The sides of the bases of a regular triangular truncated pyramid are 4 cm and 8 cm.

The sides of the bases of a regular triangular truncated pyramid are 4 cm and 8 cm. The height of the truncated pyramid is √10 cm.
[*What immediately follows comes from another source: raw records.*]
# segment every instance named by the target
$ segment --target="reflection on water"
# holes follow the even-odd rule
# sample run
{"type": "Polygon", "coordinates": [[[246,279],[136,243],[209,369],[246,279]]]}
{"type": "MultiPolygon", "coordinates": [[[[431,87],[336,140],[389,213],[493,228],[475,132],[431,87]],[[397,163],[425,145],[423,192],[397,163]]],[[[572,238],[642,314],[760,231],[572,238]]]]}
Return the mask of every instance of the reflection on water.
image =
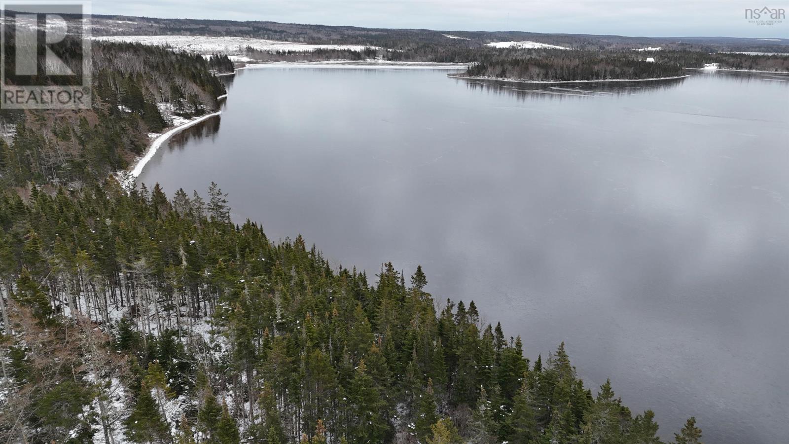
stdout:
{"type": "Polygon", "coordinates": [[[787,77],[446,73],[242,70],[222,130],[174,139],[140,182],[215,181],[236,220],[371,275],[421,264],[529,357],[566,341],[667,438],[690,416],[707,442],[789,436],[787,77]]]}
{"type": "MultiPolygon", "coordinates": [[[[453,77],[454,78],[454,77],[453,77]]],[[[638,94],[649,91],[676,88],[682,85],[684,78],[666,81],[634,81],[634,82],[585,82],[537,84],[518,83],[495,80],[456,79],[466,83],[469,89],[484,91],[493,94],[511,94],[519,100],[559,100],[569,97],[594,97],[604,95],[621,96],[638,94]]]]}
{"type": "Polygon", "coordinates": [[[216,134],[219,132],[219,124],[222,122],[222,115],[209,118],[203,122],[189,126],[184,130],[174,134],[168,142],[170,149],[181,150],[190,141],[202,141],[208,138],[213,141],[216,134]]]}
Find the area of the lateral surface of the truncated pyramid.

Let’s draw the heights BH and B1H1 of equilateral triangles at the base of the pyramid and determine their lengths.

h = a * √3 / 2, where a is the side of the triangle.

BH = 8 * √3 / 2 = 4 * √3 cm.

B1H1 = 4 * √3 / 2 = 2 * √3 cm.

The intersection point of the heights O and O1 divides the height in a ratio of 2/1.

Then OH = BH / 3 = 4 * √3 / 3 cm.

O1H1 = B1H1 / 3 = 2 * √3 / 3 cm.

Then the segment НР = ОН – О1Н1 = 4 * √3 / 3 – 2 * √3 / 3 = 2 * √3 / 3 cm.

From the right-angled triangle НН1Р we find the apothem НН1.

НН1 ^ 2 = Н1Р ^ 2 + НР ^ 2 = (√10) ^ 2 + (2 * √3 / 3) ^ 2 = 10 + 4/3 = 34/3.

НН1 = √ (34/3) cm.

Let’s find the area of ​​the lateral surface.

Side = 3 * (АС + А1С1) * НН1 / 2 = 3 * 12 * √ (34/3) / 2 = 18 * √34 / √3 = 18 * √3 * √34 / √3 * √3 = 6 * √102 cm2.

Answer: The lateral surface area is 6 * √102 cm2.